The technique is a statistical method developed using multiple regression. The following parameters are considered:

• The difference between maximum daytime temperature (T_x) and θ_w at 850 hPa: If the showers developed over the sea, sea surface temperature is used instead of T_x.
• \(T_x-\theta_w500\) and \(\theta_w850-\theta_w500\)
• The square roots of the above parameters.
• Wind velocity U at 850 and 250 hPa.

There was a marked difference in the maximum gust in relation to upper air data in the case of \(T_x-\theta_w850<9 ^\circ C\) or \(T_x-\theta_w850\geq 9 ^\circ C\).
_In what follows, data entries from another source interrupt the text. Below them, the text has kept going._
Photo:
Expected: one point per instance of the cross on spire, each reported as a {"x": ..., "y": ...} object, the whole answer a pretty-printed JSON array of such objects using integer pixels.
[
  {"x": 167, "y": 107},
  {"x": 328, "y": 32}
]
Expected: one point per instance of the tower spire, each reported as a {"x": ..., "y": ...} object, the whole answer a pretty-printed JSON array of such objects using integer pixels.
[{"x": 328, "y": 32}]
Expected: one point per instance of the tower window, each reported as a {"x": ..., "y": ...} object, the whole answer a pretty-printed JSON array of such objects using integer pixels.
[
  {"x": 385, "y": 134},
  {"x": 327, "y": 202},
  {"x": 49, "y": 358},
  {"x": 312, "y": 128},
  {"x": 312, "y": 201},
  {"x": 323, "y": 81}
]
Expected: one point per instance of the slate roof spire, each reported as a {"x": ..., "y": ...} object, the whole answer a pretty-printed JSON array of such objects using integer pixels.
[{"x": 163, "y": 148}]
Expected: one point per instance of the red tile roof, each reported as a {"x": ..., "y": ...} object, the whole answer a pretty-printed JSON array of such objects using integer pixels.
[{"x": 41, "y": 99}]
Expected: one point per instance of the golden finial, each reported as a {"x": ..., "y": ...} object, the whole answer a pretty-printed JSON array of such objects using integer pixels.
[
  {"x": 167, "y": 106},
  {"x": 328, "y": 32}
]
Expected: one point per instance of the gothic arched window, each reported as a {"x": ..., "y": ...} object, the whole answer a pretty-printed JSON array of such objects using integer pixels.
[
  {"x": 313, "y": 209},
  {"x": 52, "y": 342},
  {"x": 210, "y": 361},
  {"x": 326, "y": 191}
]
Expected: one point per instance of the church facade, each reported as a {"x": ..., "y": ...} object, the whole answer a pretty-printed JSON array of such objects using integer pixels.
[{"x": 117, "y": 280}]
As a result of this multiple regression equations were derived separately.

$$if \quad T_x-\theta_w850<9 ^\circ C:\quad$$

$$FF_{max}=14.9+0.976*U850+1.27(\theta_w850- \theta_w500)$$

$$if \quad T_x-\theta_w850\geq 9 ^\circ C:\quad$$

$$FF_{max}=15.9+0.174*U850\sqrt{T_x- \theta_w500} +0.057*U250\sqrt{T_x-\theta _w500}+0.92*(\theta _w850-\theta _w500)$$

where FF_max is the maximum gust in knots, T_x the maximum daytime temperature (deg C), U850 and U250 the wind at 850 and 250 hPa (kts) respectively and θ_w850, θ_w500 the wet bulb potential temperature at 850 and 500 hPa (deg C) respectively.

Note that should any of the expressions within the square root operators evaluate to less than zero (highly unlikely in real atmospheric conditions), then the expression will be set to zero internally to avoid arithmetical errors.